Economic development in the 20th century was “big-game hunting,” in which tax incentives lured companies to move and bring their associated jobs — the people were very nearly irrelevant. Now, with a clustering of the creative economy where talent represents a region’s strongest asset, the people might reign supremely.

This is very good news for those with the skills to succeed but has thus far remained very bad for those who fall short — they labor in the retail sector or may represent a growing contingent on disability, a shadow American welfare state.

The hope is that the clustering of ecosystems can create thriving mega-regions with their own specialties that will create unforeseen opportunities for more types of people. There is risk in this too, as entrepreneur and impact investor Jon Gosier has warned against the fallacy of “trickle down techonomics.”

“But you need an economy first to talk about people getting involved in the economy,” Josh Sevin, an economist at the Economy League of Greater Philadelphia, said at a recent event at Philly’s tony Union League.

Equity is an issue Florida has taken heat on.

For his part, Sevin, the economist, who was speaking at an event on the creative economy, said he preferred that phrase over the “creative class,” which he fears can stoke fears around gentrification.

If we’ve learned anything from the great suburban flight of the 20th century, we know rapid movements of educated people tend to leave poorer people worse off. Recently there’s been a spate of research challenging the idea that people of color are pushed out of their neighborhoods when new creative class members join, but promoting homeownership and stakeholdership for communities in flux are vital.

On a more macro scale of equity, Florida said he fears that as other mega-regions are popping up in the country — think of the possibilities of far greater Chicagoland or a more united Gulf Coast — this movement of people will still create losers.

“Density, diversity and urbanity have always been associated with innovation,” he said. From the earliest art on cave walls to early tools to early forms of Democracy to the Industrial Revolution, they all took place in “the densest areas of their time,” Florida said.

By contrast, the suburban outgrowth of the 20th century in the United States was aberrant, Florida said, an outcome of American wealth that allowed us to “order ourselves so inefficiently.”

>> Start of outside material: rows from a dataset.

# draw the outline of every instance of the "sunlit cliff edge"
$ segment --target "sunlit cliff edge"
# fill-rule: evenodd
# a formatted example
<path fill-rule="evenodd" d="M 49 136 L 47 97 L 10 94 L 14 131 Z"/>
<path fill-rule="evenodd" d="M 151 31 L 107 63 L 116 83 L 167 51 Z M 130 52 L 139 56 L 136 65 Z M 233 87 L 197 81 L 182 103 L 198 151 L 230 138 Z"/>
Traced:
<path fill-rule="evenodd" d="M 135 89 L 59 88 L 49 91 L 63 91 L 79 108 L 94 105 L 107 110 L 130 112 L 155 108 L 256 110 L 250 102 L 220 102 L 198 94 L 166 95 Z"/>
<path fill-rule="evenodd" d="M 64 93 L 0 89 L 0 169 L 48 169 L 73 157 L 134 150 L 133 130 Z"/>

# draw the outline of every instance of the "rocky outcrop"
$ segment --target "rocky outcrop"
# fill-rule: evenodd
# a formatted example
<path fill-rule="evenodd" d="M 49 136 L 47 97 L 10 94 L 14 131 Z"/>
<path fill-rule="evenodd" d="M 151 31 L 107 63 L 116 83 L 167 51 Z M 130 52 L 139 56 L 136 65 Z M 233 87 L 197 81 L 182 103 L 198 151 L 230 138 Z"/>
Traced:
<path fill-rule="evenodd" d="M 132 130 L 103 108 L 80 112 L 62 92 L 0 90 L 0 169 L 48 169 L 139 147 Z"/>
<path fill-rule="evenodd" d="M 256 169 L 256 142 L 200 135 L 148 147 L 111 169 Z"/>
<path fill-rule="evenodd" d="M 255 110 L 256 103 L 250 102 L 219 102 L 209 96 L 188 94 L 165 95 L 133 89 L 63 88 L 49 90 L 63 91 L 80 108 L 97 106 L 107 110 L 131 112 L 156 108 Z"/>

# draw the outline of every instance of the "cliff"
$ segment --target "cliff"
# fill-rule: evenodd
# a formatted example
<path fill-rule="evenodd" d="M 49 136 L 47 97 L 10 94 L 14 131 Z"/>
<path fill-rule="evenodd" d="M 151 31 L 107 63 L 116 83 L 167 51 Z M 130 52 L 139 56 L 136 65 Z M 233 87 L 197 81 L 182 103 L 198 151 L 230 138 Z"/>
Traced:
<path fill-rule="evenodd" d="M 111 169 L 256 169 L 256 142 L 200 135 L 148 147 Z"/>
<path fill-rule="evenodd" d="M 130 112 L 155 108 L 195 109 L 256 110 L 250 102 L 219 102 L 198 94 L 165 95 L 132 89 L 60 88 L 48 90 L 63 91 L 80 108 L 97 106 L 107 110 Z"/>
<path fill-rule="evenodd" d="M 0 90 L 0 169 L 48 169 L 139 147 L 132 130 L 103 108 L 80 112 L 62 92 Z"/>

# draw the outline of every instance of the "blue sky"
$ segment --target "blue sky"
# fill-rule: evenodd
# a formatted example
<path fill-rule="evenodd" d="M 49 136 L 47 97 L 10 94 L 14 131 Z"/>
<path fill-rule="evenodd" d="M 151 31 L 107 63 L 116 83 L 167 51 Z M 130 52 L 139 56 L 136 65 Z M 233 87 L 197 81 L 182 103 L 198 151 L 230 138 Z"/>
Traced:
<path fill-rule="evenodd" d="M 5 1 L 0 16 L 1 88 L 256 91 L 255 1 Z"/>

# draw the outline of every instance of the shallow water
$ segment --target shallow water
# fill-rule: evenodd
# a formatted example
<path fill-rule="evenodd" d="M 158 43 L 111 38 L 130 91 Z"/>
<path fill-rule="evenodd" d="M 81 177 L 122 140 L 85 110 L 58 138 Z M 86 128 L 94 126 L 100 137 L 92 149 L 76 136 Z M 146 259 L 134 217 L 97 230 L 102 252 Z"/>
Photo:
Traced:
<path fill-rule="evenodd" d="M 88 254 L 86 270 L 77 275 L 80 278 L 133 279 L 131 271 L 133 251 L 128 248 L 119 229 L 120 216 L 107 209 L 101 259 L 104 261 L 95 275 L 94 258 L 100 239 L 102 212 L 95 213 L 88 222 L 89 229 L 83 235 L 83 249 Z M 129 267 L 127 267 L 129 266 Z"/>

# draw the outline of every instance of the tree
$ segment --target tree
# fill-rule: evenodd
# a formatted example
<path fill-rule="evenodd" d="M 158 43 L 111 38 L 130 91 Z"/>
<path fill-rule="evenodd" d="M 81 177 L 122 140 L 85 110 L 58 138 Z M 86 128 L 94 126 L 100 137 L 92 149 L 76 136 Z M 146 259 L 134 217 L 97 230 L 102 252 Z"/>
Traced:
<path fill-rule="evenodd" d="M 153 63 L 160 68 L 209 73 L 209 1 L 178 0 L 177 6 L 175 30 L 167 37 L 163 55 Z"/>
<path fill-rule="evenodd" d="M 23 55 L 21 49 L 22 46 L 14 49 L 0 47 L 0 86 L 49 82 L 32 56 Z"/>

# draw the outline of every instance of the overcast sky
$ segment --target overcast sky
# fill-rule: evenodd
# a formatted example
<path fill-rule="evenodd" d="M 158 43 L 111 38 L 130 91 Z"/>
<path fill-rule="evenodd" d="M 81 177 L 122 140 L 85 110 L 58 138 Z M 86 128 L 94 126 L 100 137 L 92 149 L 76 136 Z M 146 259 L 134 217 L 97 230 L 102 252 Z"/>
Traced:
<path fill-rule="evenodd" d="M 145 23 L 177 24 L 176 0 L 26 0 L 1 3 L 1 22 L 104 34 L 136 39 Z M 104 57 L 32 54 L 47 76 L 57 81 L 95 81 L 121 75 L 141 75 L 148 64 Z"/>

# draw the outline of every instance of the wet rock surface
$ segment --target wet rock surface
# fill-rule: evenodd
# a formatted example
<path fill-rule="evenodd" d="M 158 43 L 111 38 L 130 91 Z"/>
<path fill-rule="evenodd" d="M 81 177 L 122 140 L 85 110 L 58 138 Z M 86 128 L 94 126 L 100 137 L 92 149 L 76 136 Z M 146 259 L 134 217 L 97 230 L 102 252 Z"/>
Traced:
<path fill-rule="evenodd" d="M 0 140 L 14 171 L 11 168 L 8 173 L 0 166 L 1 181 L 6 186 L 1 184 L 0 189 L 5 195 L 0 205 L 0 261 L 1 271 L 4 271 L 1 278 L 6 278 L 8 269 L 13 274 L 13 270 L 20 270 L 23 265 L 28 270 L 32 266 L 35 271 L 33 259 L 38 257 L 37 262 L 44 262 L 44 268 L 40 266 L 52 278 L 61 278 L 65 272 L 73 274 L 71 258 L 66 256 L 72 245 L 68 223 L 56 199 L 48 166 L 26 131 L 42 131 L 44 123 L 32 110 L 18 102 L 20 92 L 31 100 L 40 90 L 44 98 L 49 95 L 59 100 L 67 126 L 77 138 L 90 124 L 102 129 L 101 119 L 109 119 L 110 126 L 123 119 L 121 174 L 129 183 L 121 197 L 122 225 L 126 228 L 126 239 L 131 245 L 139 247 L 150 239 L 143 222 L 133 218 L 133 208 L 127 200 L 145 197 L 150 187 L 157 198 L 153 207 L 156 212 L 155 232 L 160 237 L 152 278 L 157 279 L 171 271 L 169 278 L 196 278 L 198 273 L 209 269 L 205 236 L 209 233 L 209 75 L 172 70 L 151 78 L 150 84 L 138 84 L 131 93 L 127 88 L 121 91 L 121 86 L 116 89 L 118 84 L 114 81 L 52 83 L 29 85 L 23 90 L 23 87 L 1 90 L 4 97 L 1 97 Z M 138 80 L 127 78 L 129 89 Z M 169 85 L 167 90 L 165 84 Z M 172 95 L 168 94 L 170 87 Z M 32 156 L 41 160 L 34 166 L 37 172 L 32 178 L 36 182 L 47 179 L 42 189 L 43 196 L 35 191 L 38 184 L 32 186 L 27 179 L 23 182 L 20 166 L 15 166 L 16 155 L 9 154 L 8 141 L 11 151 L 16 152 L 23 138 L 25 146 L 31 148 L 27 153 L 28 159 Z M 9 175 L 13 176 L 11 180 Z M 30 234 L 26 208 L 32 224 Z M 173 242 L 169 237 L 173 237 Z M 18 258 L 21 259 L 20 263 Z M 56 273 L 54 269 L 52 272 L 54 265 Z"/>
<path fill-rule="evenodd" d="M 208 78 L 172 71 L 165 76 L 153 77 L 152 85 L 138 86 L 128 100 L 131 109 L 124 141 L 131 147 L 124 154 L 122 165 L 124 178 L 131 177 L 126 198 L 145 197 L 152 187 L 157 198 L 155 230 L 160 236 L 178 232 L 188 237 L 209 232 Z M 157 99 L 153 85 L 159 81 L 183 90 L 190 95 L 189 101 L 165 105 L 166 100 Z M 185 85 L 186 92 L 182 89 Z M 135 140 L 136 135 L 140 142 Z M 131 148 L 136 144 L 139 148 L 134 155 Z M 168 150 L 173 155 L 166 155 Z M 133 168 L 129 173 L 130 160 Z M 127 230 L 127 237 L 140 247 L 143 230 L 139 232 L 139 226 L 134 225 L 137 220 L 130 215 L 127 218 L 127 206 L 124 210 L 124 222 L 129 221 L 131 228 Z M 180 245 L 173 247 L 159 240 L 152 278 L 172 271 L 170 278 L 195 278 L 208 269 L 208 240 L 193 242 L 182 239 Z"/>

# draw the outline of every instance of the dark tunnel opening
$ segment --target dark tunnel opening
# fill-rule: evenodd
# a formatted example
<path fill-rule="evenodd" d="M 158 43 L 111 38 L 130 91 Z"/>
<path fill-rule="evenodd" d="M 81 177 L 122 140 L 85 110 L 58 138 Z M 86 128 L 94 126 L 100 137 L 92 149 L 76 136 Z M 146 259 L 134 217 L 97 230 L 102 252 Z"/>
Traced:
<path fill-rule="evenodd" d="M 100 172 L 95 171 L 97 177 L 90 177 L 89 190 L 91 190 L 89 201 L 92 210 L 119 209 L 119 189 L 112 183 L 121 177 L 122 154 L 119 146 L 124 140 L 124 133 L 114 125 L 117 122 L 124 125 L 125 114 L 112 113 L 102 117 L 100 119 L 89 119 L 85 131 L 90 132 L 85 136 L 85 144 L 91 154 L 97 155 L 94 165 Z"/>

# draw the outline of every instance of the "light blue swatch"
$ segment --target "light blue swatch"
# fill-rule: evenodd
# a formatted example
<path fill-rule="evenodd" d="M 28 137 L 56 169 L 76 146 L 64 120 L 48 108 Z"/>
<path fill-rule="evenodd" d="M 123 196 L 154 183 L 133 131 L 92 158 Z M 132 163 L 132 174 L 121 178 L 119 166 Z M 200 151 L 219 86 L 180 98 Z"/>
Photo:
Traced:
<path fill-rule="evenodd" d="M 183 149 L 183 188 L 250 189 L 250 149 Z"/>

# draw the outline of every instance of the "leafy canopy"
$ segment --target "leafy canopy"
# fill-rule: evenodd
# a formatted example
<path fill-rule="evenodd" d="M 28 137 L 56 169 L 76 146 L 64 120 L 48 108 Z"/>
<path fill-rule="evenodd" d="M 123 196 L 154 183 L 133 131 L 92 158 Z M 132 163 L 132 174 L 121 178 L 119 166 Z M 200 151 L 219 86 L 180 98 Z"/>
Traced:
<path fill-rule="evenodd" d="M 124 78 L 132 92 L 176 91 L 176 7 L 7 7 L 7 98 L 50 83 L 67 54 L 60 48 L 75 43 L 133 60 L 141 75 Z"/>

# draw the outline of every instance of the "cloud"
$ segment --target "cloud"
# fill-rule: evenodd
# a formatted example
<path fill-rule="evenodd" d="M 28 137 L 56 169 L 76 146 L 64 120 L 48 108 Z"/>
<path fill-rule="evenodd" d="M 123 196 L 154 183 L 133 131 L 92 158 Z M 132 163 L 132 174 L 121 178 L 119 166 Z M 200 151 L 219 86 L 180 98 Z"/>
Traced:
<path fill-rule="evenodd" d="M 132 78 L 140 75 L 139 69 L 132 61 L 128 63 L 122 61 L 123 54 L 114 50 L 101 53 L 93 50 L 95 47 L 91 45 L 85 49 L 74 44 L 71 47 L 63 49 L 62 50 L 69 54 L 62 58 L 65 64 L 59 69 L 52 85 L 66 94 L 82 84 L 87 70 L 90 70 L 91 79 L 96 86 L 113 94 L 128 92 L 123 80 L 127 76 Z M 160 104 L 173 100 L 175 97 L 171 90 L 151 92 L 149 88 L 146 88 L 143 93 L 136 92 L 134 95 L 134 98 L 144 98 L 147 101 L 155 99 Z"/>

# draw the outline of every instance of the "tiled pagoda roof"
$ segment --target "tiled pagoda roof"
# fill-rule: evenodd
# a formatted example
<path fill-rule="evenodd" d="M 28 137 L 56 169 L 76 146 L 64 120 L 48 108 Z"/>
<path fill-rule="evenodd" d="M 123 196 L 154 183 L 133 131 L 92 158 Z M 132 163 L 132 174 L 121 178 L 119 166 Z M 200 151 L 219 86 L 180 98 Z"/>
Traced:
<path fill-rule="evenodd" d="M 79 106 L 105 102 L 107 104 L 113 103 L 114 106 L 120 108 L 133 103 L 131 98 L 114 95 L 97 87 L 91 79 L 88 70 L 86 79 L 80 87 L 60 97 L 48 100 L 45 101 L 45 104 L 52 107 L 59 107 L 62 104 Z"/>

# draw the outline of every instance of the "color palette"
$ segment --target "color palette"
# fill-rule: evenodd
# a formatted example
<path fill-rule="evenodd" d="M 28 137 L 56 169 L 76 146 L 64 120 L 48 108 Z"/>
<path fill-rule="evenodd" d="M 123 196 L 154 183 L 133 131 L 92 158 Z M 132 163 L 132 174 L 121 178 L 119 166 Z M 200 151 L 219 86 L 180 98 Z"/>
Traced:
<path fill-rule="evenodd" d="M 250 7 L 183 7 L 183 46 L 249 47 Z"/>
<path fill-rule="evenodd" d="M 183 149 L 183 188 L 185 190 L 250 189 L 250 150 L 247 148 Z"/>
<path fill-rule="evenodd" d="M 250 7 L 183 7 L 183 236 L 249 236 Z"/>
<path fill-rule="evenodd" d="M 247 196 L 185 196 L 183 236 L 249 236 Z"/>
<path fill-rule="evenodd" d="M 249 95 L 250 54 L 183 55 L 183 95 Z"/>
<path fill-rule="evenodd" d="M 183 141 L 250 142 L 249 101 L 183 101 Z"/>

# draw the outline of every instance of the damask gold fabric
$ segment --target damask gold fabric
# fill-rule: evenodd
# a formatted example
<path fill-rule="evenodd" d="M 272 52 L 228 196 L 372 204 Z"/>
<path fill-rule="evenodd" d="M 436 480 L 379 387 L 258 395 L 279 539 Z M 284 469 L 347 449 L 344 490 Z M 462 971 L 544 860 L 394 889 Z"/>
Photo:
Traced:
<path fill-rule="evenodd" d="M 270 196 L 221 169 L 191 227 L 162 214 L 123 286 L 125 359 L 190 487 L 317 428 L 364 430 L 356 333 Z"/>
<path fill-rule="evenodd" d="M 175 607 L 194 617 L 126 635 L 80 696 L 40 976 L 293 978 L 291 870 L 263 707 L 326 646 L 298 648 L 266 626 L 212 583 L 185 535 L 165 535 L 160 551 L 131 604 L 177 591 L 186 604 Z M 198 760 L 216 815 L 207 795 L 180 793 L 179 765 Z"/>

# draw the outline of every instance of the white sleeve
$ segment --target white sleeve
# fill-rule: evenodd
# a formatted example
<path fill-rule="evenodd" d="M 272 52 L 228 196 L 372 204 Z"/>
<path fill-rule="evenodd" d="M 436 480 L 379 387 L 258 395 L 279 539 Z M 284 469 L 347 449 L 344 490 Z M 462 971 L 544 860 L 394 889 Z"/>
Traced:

So, places without a strategy for attracting and retaining the knowledge workers that drive the creative economy — a great research university, elements of urbanity, capital — may fare poorly in the coming decades. Florida said he worries about the core Rust Belt and even the once bustling Sun Belt.

People will migrate. Some will make the “great migration to Brooklyn,” but others choose other parts of its satellite system that fit their lifestyle — good thing because it may be the only way to relieve the real estate pressure is to promote a satellite system that supports the sun.

Think of Delaware native and entrepreneur Wes Garnett choosing college town Madison, Wis., because he can still have an impact there. There’s already talent clustering and he can be near to the Chicago environment he loves.

“In any one of these communities you can make a go,” Florida said, summoning the name of another of his books. “It’s a game I like to call ‘Who is your city?’ You have to make the best decision for you.”